After a long time without publishing, we’re back with new features!

That said, we’re heading to the new blog entry. It is known that some time ago a new integration functionality was born between D365FO and the “outside”. This feature was in preview and many of us were able to test it before it went public. We are talking about the integration between D365FO and Data Lake.

With this new functionality we can export the content of Dynamics tables in “real time” to an Azure Data Lake and from there exploit this data with our analytical tools. This export does not require any maintenance like the previous BYOD and saves us many headaches.

What is a DataLake?

To get an idea of what Data Lake means, let’s draw a parallel with reality. As you all know, there are a series of buildings or warehouses in cities and towns that have the function of personal storage for individuals and companies. The client pays a monthly fee and has their own small warehouse to store whatever they want there. It can be from information to furniture, through memories or whatever comes to mind. These objects are stored there and from outside only a “closed” compartment with a key is seen.

Data Lake Concept - Storage

This is what an Azure Data Lake would be; a cloud storage space that supports a wide variety of objects and sizes and is also structured, secure, and optimized for querying. So we can store everything from text files of a few KB to virtual machine images of several GBs. All following a hierarchical structure like the one we see on our PC.

Azure Data Lake - Hierarchical Structure

Generations

Azure Data Lake is made up of a diverse variety of technologies. The detail of each one and relevant information can be found here. However, in this article we will only focus on what directly concerns the connection with D365FO: Azure Data Lake Store (ADLS).

Azure Data Lake - Technologies and Components

But before we go through the general evolution that ADLS has had to get where it is now. ADLS has 2 generations under its belt; the first went unnoticed by Dynamics and had the following characteristics:

  • Created for Hadoop
  • Unlimited storage, petabyte-sized files
  • Performance optimized for big data analytics
  • Enterprise-ready: durable and highly available

The second generation (ADLS Gen 2) adds all the features of the first generation with the functionality, versatility, and capacity of Azure Blob Storage. Data Lake Storage Gen2 provides file system semantics, file-level security and scale, low-cost tiered storage, with high availability and disaster recovery capabilities.

What is the Goal?

Once we already know the characteristics and essence of this Azure service, let’s list what the objectives are of combining it with D365FO.
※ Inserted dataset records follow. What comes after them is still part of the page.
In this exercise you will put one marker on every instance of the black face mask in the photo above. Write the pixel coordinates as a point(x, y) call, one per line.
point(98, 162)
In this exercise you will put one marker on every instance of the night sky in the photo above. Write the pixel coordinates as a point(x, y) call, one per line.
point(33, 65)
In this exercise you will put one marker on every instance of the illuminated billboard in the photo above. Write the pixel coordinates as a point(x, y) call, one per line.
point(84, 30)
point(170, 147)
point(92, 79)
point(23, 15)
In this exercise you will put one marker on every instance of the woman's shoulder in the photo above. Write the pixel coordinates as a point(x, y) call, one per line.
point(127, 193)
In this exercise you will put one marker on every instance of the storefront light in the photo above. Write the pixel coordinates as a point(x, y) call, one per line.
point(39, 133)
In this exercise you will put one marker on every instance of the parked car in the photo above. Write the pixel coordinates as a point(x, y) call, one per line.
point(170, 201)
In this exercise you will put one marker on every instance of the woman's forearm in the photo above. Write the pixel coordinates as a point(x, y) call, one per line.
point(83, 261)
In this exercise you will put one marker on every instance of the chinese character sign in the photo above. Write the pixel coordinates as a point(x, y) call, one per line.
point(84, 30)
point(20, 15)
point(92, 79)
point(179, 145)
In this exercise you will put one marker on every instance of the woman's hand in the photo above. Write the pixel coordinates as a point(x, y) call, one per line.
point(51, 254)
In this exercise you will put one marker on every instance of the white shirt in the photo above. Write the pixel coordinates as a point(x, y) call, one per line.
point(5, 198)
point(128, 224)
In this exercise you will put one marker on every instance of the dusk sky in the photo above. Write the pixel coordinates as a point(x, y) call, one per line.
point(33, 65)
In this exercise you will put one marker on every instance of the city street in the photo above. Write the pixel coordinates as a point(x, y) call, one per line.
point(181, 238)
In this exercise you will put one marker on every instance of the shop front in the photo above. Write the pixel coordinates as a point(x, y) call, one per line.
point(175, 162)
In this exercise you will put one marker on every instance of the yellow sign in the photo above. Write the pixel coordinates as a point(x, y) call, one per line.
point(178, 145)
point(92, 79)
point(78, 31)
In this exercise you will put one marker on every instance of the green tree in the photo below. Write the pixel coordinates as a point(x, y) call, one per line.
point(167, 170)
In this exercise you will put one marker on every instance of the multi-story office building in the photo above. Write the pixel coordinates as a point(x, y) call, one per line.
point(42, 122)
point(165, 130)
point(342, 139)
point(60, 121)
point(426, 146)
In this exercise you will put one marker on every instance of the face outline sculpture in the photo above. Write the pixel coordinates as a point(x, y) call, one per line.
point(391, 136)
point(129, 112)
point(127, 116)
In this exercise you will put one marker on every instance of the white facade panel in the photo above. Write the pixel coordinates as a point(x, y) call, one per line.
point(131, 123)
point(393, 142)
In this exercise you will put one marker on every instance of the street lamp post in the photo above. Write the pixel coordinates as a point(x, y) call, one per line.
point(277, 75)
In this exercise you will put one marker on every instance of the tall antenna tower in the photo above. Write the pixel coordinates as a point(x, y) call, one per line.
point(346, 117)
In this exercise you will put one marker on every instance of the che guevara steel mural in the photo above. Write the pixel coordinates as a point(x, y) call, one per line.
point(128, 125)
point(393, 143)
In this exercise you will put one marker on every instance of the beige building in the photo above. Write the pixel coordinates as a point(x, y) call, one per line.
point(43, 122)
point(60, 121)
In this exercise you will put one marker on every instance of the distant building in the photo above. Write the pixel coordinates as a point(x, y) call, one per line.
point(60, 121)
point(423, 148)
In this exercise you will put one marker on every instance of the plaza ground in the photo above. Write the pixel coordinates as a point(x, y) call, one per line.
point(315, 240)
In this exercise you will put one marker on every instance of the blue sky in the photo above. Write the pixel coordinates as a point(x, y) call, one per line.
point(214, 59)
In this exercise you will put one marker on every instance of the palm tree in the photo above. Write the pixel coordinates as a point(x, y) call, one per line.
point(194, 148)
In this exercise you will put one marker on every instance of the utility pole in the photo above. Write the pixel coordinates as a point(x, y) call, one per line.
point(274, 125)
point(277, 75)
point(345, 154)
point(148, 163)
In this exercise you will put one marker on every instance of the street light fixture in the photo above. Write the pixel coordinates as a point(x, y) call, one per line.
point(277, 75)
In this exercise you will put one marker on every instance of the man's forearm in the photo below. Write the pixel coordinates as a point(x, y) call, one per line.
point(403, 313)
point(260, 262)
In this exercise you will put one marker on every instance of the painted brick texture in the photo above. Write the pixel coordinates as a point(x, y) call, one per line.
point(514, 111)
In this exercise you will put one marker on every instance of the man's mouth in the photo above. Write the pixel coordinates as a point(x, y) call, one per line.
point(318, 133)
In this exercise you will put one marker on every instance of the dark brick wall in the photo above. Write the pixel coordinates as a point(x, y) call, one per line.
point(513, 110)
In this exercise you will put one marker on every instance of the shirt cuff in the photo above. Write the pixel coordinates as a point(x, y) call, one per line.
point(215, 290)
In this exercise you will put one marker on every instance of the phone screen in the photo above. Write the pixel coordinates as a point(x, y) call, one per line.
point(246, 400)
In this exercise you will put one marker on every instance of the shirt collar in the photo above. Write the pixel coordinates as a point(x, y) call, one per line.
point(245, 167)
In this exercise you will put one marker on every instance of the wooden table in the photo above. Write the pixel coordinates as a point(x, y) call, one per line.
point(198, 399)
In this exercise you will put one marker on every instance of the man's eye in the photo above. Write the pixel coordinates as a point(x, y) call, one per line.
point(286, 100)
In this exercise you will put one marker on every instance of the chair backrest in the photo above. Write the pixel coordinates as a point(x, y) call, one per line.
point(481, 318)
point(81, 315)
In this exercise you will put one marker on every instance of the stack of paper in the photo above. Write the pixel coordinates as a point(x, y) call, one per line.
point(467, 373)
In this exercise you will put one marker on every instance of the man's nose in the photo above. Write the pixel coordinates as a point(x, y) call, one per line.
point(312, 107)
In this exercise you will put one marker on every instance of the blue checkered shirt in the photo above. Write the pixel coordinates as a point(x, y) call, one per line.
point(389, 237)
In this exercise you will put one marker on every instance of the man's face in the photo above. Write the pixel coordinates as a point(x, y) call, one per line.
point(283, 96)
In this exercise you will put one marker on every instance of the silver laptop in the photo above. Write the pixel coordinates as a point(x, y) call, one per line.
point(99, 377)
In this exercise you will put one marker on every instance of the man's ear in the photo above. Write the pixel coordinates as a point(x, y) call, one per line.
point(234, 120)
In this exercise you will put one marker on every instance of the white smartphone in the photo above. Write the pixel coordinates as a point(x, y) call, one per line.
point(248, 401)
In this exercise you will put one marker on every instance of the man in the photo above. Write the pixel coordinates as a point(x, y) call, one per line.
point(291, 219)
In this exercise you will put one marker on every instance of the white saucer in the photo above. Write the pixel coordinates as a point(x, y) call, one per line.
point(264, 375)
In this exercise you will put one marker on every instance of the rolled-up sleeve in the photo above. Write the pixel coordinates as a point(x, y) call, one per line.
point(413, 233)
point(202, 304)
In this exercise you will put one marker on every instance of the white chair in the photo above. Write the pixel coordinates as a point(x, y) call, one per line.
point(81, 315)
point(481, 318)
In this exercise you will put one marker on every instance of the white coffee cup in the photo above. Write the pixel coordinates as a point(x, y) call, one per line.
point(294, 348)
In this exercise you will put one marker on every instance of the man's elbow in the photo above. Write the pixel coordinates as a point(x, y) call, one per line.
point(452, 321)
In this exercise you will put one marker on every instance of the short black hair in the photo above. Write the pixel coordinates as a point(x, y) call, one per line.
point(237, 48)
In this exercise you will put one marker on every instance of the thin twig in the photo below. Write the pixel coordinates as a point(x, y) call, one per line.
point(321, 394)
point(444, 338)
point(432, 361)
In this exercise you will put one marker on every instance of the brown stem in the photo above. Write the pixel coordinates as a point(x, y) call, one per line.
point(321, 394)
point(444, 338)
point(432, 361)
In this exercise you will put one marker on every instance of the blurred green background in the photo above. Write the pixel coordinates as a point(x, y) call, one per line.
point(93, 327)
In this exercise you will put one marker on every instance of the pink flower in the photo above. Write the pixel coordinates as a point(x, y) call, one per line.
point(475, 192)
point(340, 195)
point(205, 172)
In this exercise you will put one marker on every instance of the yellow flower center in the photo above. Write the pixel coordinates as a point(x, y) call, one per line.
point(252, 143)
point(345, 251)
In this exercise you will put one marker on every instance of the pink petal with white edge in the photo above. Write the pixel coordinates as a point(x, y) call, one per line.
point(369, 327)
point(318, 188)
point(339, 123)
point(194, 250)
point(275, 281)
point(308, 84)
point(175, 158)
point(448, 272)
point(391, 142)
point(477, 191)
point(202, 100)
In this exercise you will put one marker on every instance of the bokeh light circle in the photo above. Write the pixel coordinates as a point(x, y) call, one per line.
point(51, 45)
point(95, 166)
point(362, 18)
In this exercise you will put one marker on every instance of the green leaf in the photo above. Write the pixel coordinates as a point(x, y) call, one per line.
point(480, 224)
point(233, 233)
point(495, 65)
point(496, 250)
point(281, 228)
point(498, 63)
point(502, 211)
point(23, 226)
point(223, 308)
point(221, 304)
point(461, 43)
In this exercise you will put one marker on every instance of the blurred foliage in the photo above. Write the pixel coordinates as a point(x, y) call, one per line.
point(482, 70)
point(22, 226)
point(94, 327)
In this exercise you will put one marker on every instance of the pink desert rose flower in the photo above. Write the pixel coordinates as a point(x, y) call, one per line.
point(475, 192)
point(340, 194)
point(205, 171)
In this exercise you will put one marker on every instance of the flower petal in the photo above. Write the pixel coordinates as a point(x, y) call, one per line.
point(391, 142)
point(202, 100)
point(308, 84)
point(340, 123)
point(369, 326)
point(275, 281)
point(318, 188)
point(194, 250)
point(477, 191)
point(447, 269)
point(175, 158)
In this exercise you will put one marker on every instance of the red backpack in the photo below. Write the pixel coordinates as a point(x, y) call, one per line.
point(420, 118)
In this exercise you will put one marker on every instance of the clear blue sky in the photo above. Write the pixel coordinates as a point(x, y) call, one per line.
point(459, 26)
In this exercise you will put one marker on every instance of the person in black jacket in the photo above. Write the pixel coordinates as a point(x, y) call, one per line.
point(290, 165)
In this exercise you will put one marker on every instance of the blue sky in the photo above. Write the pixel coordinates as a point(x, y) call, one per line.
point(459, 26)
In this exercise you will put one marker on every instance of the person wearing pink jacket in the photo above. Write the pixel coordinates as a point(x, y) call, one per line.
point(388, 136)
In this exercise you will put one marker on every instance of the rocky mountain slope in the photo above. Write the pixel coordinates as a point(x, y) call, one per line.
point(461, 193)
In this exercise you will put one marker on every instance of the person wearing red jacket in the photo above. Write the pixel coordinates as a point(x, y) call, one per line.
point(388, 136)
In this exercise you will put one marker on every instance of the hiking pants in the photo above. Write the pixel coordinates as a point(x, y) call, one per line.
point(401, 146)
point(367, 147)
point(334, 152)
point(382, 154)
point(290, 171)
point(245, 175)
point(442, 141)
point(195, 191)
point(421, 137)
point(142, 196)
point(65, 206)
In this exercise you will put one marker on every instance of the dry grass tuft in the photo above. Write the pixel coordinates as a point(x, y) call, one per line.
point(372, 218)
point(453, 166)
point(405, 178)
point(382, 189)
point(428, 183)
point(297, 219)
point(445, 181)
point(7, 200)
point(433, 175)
  • Extract data in real time
  • Not depend on data extraction jobs (as we currently do with BYOD)
  • Not depend on Data Entities (therefore we do not depend on development tasks)
  • Unify data sources (Data Lake allows us to connect not only D365FO but other external data sources and centralize everything in a single service)

Infrastructure

In the following image you can see the idea regarding the infrastructure of Azure services behind this functionality.

In addition to the Data Lake functionality itself that we will install from LCS, a series of other elements are necessary:

  • CDMUtil: This tool will help us visualize our data from Azure Synapse as it will be responsible for creating views on the CSV files generated by the Data Lake export.
  • Azure Synapse Analytics: This service will be the core point of the functionality, as it will be the anchor point that any analysis service will have to connect to to query the data.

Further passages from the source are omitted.